Method for segmenting and tracking content in videos using low-dimensional subspaces and sparse vectors
09697614 ยท 2017-07-04
Assignee
Inventors
Cpc classification
G06F18/21345
PHYSICS
G06V10/7715
PHYSICS
G06V10/462
PHYSICS
International classification
Abstract
A method segments and tracks content in a video stream including sets of one or more images by first determining measured data from each set of one or more images. An adaptive step-size parameter and a low-dimensional subspace characterizing motion of the content the measured data are initialized. A sparse vector representing a sparse component that characterizes the motion of the content different from the motion of the content characterized by the low-dimensional subspace is determined. A change in the low-dimensional subspace for the measured data is determined using a proximal point iteration and the parameter, which is updated according to the change. A low-rank subspace matrix representing the low-dimensional subspace is updated according to the change and the parameter. Then, the low-rank matrix representing the low-dimensional subspace and the sparse vector are outputted.
Claims
1. A method for segmenting content in a video stream, comprising: acquiring the video stream generated from a camera and storing the video stream in a memory, wherein the video stream includes a sequence of images acquired of a scene by the camera, wherein each image includes pixels; using a processor in communication with the memory, such that the processor is configured for: using a stored subspace matrix and an adaptive step-size parameter to determine low-dimensional subspace coefficients for an input image in the sequence of images; determining a background component by multiplying the stored subspace matrix with the low-dimensional subspace coefficients, such that the background component represents motion of the content in the video stream characterized by the stored subspace matrix; determining a foreground sparse component from a difference between the pixels in the input image and the background component, such that the foreground sparse component characterizes the motion of the content in the video stream that is different from the motion of the content in the video stream characterized by the stored subspace matrix; determining a foreground-free image by subtracting the pixels in the input image from the foreground sparse component; updating the stored subspace matrix according to the adaptive step-size parameter, such that when the updated stored subspace matrix is multiplied by the low-dimensional subspace coefficients, the updated stored subspace matrix produces an image that is similar to the foreground-free image; updating the adaptive step-size parameter according to an amount of change in the updating of the stored subspace matrix; and storing the updated adaptive step-size parameter in the memory.

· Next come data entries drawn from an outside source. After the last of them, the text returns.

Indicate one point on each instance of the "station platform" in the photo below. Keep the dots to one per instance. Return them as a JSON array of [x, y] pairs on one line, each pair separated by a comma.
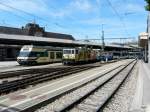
[[141, 100]]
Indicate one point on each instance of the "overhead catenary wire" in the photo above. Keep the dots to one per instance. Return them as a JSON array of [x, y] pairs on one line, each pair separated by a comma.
[[120, 18]]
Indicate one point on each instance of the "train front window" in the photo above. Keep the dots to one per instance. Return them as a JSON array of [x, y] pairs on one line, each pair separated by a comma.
[[24, 54]]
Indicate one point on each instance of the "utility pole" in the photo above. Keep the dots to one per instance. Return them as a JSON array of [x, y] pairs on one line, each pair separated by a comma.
[[103, 44]]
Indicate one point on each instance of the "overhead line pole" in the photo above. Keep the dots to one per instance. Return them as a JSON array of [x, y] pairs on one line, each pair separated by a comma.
[[103, 44]]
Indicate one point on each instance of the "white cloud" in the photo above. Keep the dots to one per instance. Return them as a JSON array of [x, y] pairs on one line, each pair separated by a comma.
[[83, 5], [31, 6]]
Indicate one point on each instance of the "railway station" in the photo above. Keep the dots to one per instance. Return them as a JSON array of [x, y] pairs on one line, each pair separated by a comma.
[[70, 64]]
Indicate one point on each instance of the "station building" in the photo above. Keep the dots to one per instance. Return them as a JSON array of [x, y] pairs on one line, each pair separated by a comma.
[[143, 43]]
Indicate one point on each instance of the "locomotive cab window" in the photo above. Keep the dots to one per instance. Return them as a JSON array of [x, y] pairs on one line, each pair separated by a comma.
[[72, 51], [67, 51]]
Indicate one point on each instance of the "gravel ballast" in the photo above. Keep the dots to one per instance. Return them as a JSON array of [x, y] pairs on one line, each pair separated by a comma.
[[121, 102], [71, 97]]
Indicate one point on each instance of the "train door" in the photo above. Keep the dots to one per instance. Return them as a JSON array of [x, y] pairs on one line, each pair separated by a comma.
[[52, 56]]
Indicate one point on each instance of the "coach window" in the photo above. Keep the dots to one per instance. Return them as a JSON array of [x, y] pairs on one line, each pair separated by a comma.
[[76, 51], [58, 55], [46, 54], [52, 55], [72, 51]]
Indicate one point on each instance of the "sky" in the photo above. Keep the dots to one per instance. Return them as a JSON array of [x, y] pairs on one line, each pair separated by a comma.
[[81, 18]]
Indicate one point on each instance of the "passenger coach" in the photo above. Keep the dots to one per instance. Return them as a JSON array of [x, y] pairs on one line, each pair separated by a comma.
[[32, 55]]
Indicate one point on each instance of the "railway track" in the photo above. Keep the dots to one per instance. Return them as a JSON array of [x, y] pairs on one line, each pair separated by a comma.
[[37, 76], [24, 78], [93, 96]]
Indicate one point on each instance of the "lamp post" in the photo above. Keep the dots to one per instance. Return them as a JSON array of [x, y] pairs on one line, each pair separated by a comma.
[[103, 44]]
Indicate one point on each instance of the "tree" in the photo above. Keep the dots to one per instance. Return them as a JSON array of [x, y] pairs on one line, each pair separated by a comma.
[[147, 7]]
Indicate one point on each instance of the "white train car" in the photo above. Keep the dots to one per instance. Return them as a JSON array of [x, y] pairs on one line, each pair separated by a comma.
[[32, 55]]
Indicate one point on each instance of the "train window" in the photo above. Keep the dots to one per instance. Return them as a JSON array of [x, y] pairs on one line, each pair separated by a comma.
[[52, 55], [77, 52], [67, 51], [72, 51], [46, 54], [58, 55]]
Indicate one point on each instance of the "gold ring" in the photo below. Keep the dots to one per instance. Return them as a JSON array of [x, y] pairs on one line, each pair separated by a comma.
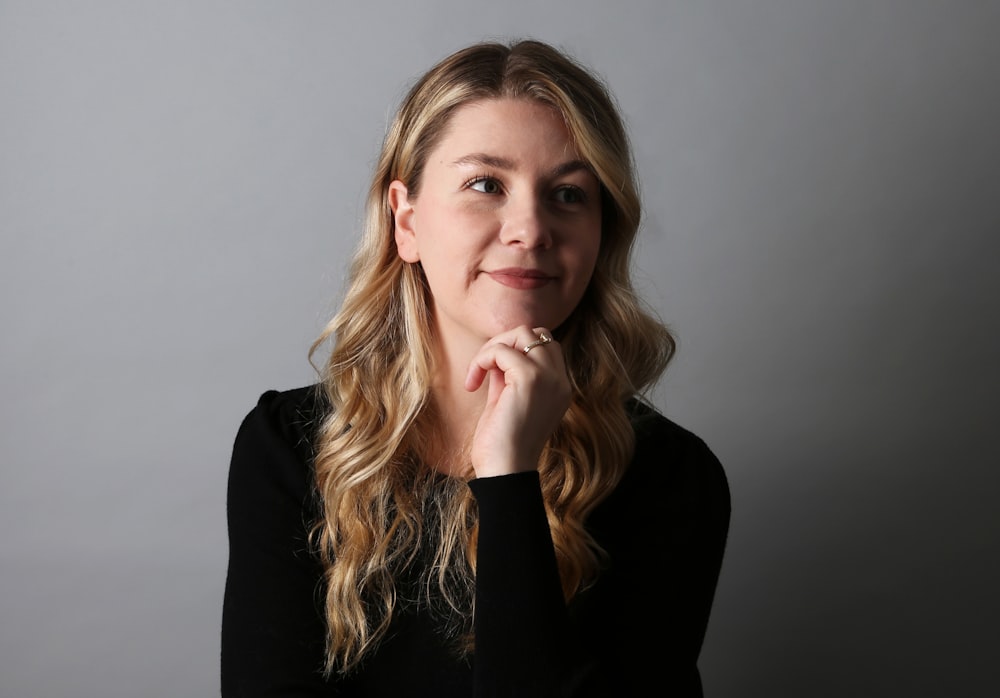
[[542, 339]]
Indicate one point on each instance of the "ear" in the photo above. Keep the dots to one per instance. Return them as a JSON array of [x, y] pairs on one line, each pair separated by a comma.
[[403, 216]]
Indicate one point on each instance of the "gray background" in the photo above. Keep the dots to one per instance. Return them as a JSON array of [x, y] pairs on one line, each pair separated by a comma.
[[179, 189]]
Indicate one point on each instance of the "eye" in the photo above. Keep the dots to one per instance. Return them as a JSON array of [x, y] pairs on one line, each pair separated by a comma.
[[486, 185], [569, 195]]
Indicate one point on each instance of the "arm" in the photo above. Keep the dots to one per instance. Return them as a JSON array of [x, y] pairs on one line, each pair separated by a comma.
[[272, 632], [640, 626]]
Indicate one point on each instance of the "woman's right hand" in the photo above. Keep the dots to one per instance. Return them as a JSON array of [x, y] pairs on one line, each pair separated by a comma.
[[528, 394]]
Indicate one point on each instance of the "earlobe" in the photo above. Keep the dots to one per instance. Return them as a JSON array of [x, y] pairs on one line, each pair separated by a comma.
[[403, 218]]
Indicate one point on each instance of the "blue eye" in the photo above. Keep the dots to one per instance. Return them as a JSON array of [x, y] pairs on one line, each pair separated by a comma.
[[570, 195], [486, 185]]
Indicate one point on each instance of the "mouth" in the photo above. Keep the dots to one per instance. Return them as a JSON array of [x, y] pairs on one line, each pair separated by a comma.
[[521, 278]]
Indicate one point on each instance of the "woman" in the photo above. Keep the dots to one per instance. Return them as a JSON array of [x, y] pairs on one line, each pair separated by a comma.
[[474, 500]]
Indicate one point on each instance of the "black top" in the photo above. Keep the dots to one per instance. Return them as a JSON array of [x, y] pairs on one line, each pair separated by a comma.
[[637, 631]]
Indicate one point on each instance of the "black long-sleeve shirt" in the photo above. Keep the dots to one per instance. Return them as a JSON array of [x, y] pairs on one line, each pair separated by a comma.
[[637, 631]]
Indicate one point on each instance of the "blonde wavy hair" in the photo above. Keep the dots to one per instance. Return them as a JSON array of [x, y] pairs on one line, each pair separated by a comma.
[[385, 516]]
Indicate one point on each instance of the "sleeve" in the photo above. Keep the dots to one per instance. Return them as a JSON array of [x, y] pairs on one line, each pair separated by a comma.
[[272, 631], [638, 630], [520, 622]]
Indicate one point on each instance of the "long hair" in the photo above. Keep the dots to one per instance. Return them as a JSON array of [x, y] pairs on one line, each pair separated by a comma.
[[384, 515]]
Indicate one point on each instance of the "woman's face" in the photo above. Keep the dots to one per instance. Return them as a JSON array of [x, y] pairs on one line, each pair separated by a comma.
[[507, 224]]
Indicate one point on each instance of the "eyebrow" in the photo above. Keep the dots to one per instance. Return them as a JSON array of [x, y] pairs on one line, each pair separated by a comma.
[[499, 163]]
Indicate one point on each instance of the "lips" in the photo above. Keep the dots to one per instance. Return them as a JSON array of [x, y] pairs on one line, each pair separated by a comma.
[[521, 278]]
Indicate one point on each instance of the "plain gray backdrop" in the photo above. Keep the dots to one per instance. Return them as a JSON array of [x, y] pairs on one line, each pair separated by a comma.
[[180, 187]]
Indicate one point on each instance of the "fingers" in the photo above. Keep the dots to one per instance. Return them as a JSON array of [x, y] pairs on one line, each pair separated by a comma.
[[518, 349]]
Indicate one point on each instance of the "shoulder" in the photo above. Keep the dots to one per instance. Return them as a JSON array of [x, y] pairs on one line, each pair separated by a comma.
[[273, 449], [675, 463], [292, 416]]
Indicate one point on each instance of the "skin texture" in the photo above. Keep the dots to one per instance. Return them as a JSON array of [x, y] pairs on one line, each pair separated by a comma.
[[507, 228]]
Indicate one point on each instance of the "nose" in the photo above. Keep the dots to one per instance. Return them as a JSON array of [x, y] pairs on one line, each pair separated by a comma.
[[526, 224]]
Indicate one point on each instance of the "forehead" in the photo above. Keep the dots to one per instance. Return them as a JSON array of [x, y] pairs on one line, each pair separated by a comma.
[[507, 127]]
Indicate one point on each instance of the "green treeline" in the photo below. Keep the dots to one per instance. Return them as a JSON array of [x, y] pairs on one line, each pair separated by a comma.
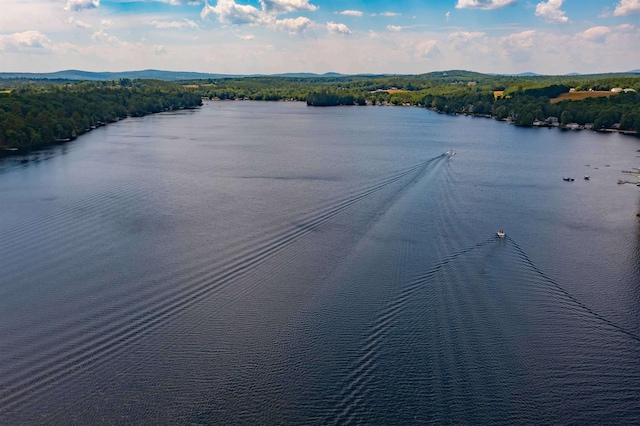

2. The method of claim 1, wherein the stored subspace matrix and the adaptive step-size parameter are available, and further comprising: determining a data misfit function to quantify a difference between the input image and a projection of the input image onto the stored subspace matrix; and determining the foreground sparse component and the low-dimensional subspace coefficients that minimize the data misfit function.
3. The method of claim 2, wherein the data misfit function is a l.sub.1-norm cost function.
4. The method of claim 1, wherein the input image is previously processed along with previously processed input images and new input images are available, further comprising: determining the stored subspace matrix and the adaptive step-size parameter from the updated stored subspace matrix and the adaptive step-size parameter of the previously processed input images.
5. The method of claim 1, further comprising: determining an error component that determines missing pixels from the input image using the stored subspace matrix.
6. The method of claim 1, further comprising: determining the amount of change in the updating of the stored subspace matrix by projecting a difference between the updated stored subspace matrix and a previous stored subspace matrix onto an orthogonal complement of the previous stored subspace matrix; and updating the adaptive step-size parameter by decreasing the adaptive step-size parameter when the amount of change is large and increasing the adaptive step-size parameter when the amount of change is small, relative to a previous amount of change.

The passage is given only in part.